Ressources et idées pour l'école primaire. Décomposition des nombres, poésie, pédagogie
Quel bilan ?
L’exposition, au Musée de l’école de Chartres et d’Eure-et-Loir, de matériels d’enseignement élémentaire des mathématiques, a permis de mettre en lumière plusieurs stratégies pour construire les premiers nombres en étudiant leurs relations et de présenter des situations d’apprentissage.
De nombreux concepteurs occidentaux de matériel didactique ont, dès le début du 19e siècle, choisi de représenter géométriquement la relation fondamentale de l’itération de l’unité par des points alignés, parfois matérialisés par des boules ou des cubes.
Cette représentation se heurte à une obstacle pratique : celui de notre capacité à évaluer par un jugement rapide, précis et confiant une collection quelle que soit sa configuration (ce que nous appelons « subitisation » depuis 1949). Cette capacité d’évaluation est très bonne jusqu’à seulement 3 objets d'après J.-P Fischer (mais d'anciens pédagogues pensaient qu'elle pouvait aller jusqu'à 4 voire 5 objets). Les élèves en sont donc souvent réduit à compter 1 à 1 au risque de numéroter les objets en récitant la comptine comme un alphabet, sans comprendre les diverses relations internes aux nombres.
Les pédagogues présentés dans cette exposition ont trouvé comme solution de constituer les boules en groupes colorés de 2, 3, 4 ou 5, voire d’empêcher la manipulation des boules une à une pour favoriser la manipulation des collections elles-mêmes en enfilant les boules hors du boulier en barrettes ou en les remplaçant par des cubes regroupés en barres insécables afin de s’appuyer sur l’analogie de la longueur.

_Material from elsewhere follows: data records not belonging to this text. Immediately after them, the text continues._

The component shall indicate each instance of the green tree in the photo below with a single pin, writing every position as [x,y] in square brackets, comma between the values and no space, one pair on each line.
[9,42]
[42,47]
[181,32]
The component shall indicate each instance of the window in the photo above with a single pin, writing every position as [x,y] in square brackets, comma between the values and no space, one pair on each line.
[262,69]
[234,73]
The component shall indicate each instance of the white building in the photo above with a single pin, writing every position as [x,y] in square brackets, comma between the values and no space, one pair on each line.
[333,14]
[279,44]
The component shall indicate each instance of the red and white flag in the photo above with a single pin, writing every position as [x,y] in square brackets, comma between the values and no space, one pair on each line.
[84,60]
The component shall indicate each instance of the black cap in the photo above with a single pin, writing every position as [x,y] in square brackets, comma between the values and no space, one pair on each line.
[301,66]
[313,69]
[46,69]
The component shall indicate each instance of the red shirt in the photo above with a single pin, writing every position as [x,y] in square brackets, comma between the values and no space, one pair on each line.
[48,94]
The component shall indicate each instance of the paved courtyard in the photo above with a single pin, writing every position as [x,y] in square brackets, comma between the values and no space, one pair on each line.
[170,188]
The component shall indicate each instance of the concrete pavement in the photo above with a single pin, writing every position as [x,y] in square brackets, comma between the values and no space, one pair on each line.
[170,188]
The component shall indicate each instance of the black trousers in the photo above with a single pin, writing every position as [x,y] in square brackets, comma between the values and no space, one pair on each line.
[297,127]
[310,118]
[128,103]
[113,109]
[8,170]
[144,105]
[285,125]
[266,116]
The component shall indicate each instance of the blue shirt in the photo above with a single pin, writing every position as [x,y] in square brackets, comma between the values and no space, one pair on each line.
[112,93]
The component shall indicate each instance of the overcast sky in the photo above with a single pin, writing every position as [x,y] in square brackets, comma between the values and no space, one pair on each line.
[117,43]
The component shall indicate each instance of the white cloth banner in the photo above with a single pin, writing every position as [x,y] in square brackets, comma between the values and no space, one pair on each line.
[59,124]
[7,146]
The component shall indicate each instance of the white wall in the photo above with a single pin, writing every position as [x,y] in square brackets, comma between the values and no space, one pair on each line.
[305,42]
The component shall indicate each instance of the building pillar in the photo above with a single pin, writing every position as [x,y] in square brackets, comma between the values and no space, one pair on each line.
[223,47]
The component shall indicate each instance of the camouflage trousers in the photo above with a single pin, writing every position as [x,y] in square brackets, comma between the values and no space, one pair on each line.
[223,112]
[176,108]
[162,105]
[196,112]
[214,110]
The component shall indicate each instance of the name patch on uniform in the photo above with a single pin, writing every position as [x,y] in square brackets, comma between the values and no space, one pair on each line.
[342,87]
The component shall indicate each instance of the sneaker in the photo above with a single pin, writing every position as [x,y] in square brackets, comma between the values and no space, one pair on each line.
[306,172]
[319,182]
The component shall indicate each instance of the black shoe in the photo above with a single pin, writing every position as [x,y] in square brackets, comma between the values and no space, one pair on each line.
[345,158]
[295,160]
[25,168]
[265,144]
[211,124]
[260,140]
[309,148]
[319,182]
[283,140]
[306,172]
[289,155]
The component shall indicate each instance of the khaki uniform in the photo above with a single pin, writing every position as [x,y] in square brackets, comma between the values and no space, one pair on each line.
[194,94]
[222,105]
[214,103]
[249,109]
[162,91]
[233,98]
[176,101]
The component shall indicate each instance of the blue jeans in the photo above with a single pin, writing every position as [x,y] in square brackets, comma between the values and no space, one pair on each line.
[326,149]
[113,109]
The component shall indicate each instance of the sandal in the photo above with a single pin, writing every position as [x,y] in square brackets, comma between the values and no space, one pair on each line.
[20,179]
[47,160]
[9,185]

Ces stratégies n’empêchant pas entièrement le comptage un à un, des pédagogues optèrent pour l’attribution conventionnelle d’une couleur à chaque quantité et/ou éliminèrent toute séparation entre les unités de base afin de favoriser la découverte des relations entre chaque quantité validée par la comparaison des longueurs, au risque cette fois de rendre plus difficile l’accès aux quantités discrètes pour les plus jeunes ou plus faibles élèves.
Concernant cette option des couleurs pour les barres et perles ou pour les plaques, rappelons que les attributions de couleurs sont conventionnelles (3 n’est pas plus jaune que bleu) et qu’elles peuvent tout au plus symboliser par convention telle ou telle relation entre les quantités (doubles et moitiés, relations factorielles…) si on regroupe certaines représentations des nombres par des teintes apparentées.

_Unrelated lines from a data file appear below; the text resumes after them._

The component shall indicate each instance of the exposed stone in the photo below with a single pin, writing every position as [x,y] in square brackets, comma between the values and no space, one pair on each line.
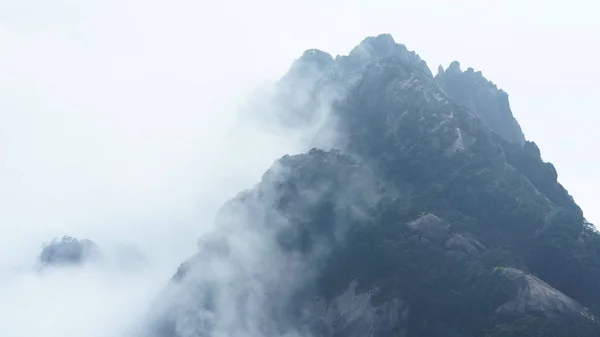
[431,227]
[354,315]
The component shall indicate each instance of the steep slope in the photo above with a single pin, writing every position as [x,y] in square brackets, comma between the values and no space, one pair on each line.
[435,218]
[472,90]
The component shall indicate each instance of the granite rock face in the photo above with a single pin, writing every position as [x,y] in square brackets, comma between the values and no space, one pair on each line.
[67,251]
[534,296]
[471,89]
[418,223]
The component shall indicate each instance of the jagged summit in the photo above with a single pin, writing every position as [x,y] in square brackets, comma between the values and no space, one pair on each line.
[471,89]
[429,219]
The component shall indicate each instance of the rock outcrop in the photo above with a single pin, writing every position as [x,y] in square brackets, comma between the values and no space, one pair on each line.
[418,224]
[471,89]
[67,251]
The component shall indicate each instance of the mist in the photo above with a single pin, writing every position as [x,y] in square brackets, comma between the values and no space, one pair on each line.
[120,123]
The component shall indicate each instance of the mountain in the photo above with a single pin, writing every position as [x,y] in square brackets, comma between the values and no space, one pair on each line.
[432,216]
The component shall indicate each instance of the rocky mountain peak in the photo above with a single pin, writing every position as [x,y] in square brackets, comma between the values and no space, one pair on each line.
[430,218]
[470,89]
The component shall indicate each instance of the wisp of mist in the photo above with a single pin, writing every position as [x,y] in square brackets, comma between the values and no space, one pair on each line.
[126,132]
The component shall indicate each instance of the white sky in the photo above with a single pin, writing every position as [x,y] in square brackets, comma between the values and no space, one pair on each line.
[115,115]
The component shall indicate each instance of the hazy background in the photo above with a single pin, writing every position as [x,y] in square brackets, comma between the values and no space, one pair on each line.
[118,121]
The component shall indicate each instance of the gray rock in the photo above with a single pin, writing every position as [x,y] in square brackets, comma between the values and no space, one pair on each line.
[533,296]
[67,251]
[431,227]
[472,90]
[353,314]
[459,243]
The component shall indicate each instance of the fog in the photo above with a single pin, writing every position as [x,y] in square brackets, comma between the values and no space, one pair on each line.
[119,122]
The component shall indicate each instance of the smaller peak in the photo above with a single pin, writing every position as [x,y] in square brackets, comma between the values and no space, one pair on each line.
[454,67]
[316,53]
[440,70]
[317,56]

D’autres pédagogues choisirent de renoncer à l’alignement des unités, au profit d’une organisation dans l’espace qui tient compte de la capacité de subitisation. Ces représentations fondées sur les repères 2, 3, 4 ou 5 (ou sur une combinaison de ces derniers) permettaient de construire chaque représentation d’un nombre à partir d’autres et, par exemple d’évaluer, sans compter un à un, les 5 points du dé par les décompositions 2 + 3 ou 4 + 1.
Certaines de ces représentations manifestent le choix de privilégier des regroupements le plus proche de 3 (limite de subitisation), d’autres mirent en valeur pour chaque représentation de nombre les décompositions les plus aisées ou les plus utiles pour le calcul, d’autres essayèrent de s’approcher au maximum de la rigoureuse représentation géométrique de la suite des nombres entiers (qui est celle des représentations alignées) en s’efforçant de « jamais remanier le précédent groupement pour obtenir le nouveau » (Abbadie).

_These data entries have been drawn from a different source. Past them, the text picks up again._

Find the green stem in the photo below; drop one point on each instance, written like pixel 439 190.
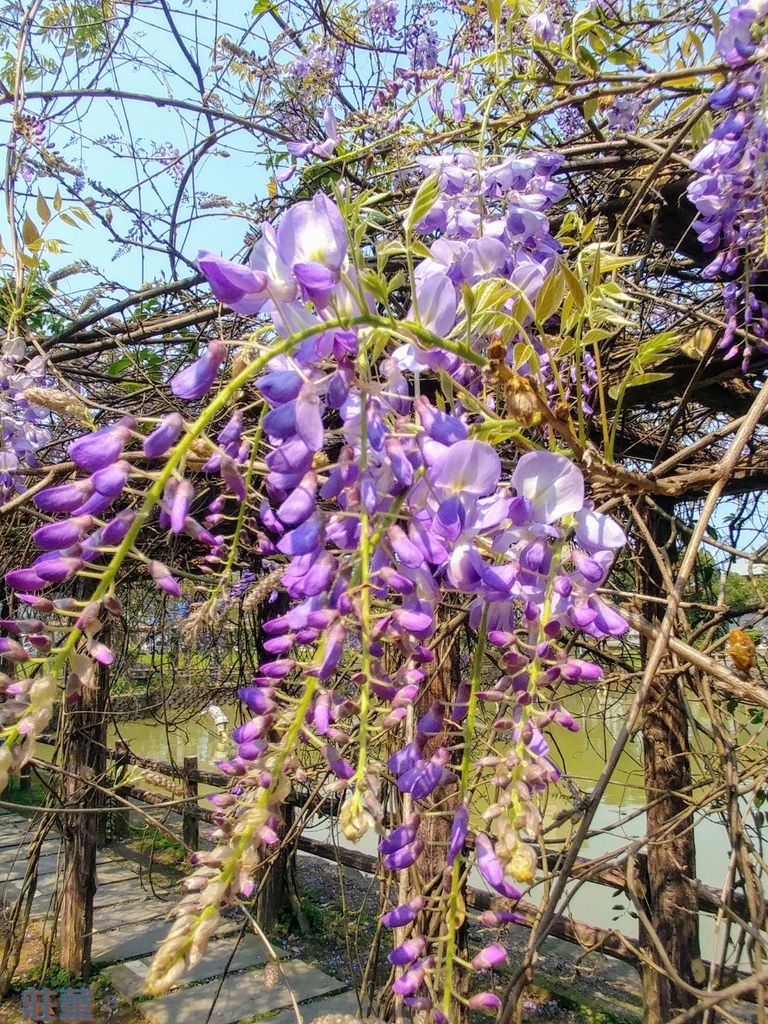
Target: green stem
pixel 456 873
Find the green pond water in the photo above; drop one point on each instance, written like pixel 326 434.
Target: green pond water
pixel 600 714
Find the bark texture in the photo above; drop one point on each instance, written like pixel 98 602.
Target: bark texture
pixel 671 898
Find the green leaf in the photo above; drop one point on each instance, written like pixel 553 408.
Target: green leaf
pixel 590 108
pixel 574 287
pixel 425 199
pixel 550 296
pixel 637 381
pixel 43 210
pixel 30 232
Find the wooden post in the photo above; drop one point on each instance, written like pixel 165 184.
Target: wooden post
pixel 670 866
pixel 280 886
pixel 189 828
pixel 83 762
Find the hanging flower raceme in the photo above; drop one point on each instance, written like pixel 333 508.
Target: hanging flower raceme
pixel 374 505
pixel 728 186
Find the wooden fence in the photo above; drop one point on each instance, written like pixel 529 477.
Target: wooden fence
pixel 187 778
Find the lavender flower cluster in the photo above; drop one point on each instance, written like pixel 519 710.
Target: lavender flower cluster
pixel 378 502
pixel 729 187
pixel 23 423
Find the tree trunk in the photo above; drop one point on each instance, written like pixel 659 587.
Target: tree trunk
pixel 671 896
pixel 435 828
pixel 84 762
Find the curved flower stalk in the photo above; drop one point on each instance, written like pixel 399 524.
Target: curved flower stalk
pixel 729 187
pixel 376 503
pixel 24 422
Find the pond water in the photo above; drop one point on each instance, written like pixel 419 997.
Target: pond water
pixel 600 714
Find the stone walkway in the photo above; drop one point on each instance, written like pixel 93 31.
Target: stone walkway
pixel 130 923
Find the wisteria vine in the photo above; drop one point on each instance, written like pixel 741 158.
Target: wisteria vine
pixel 374 503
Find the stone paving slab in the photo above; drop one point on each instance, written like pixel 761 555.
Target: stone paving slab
pixel 128 892
pixel 11 869
pixel 129 978
pixel 346 1004
pixel 19 852
pixel 109 916
pixel 241 996
pixel 137 940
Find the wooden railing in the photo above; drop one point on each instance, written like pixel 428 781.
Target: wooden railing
pixel 612 942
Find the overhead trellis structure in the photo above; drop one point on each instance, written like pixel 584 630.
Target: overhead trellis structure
pixel 465 382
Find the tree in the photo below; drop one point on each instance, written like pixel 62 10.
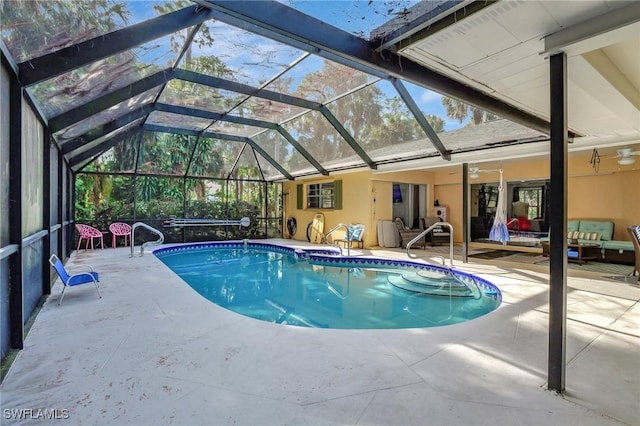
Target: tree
pixel 459 110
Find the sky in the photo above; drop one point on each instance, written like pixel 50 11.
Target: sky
pixel 358 17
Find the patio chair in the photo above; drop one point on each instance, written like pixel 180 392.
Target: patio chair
pixel 119 229
pixel 356 233
pixel 73 280
pixel 88 233
pixel 634 230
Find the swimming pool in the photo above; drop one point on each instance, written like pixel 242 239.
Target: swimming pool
pixel 317 288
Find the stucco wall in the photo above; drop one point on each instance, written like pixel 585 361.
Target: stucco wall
pixel 613 193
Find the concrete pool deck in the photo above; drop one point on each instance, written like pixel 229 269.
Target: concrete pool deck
pixel 152 351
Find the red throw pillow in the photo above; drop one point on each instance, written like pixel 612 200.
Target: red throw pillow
pixel 523 224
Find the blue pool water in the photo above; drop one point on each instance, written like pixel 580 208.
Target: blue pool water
pixel 319 289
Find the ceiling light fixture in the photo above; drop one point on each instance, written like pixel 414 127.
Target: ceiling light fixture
pixel 625 161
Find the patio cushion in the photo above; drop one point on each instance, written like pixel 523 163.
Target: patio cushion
pixel 618 245
pixel 602 227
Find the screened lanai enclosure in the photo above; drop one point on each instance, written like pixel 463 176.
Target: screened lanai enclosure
pixel 142 110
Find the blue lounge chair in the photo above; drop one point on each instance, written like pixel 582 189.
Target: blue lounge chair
pixel 75 279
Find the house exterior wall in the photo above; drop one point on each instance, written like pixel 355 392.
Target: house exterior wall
pixel 613 193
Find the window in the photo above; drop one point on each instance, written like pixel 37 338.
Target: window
pixel 321 195
pixel 533 197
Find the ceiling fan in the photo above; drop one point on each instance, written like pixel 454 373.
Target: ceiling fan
pixel 625 156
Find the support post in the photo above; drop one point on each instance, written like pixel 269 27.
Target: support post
pixel 558 223
pixel 46 214
pixel 465 213
pixel 16 310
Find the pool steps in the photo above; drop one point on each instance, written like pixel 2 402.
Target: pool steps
pixel 433 283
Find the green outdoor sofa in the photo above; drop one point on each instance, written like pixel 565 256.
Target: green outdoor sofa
pixel 600 232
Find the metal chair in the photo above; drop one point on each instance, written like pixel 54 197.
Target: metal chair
pixel 75 279
pixel 634 230
pixel 88 233
pixel 119 229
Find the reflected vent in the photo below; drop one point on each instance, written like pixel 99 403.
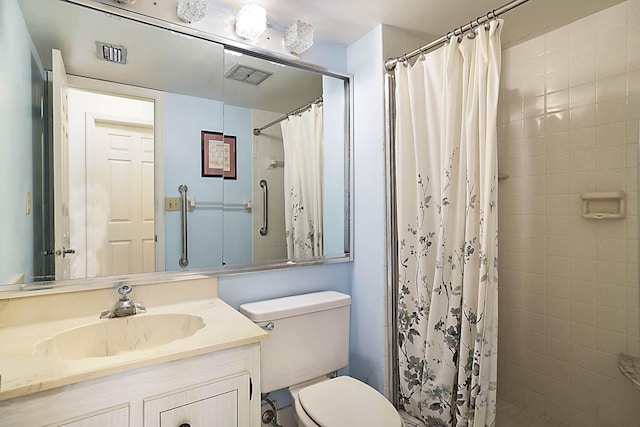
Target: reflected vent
pixel 246 74
pixel 111 53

Un seul type de représentation le permit : celui de Born, connu en France sous le nom d’Herbinière-Lebert, qui représenta systématiquement chaque quantité comme clairement et régulièrement formée à partir des précédentes, permettant ainsi aux élèves de manipuler les collections elles-mêmes pour limiter le comptage[1] 1 à 1 et de valider visuellement un résultat anticipé mentalement (par exemple, pour recouvrir une plaque de 8 je peux mettre bout à bout une plaquette de 3 et une plaquette de 5 ou bien 6 et 2, etc.).
Pour lire le parcours complet de l'exposition et les analyses approfondies, téléchargez ce document ou visionnez-le ci-dessous.
Je peux faire parvenir, sur demande, une version avec de meilleures photos.
[1] Ici encore, même si l’enfant peut plus facilement décomposer chaque représentation d’un nombre qu’avec des objets alignés, certains pédagogues ajoutèrent des couleurs à chaque représentation des 10 premiers nombres pour limiter le comptage 1 à 1.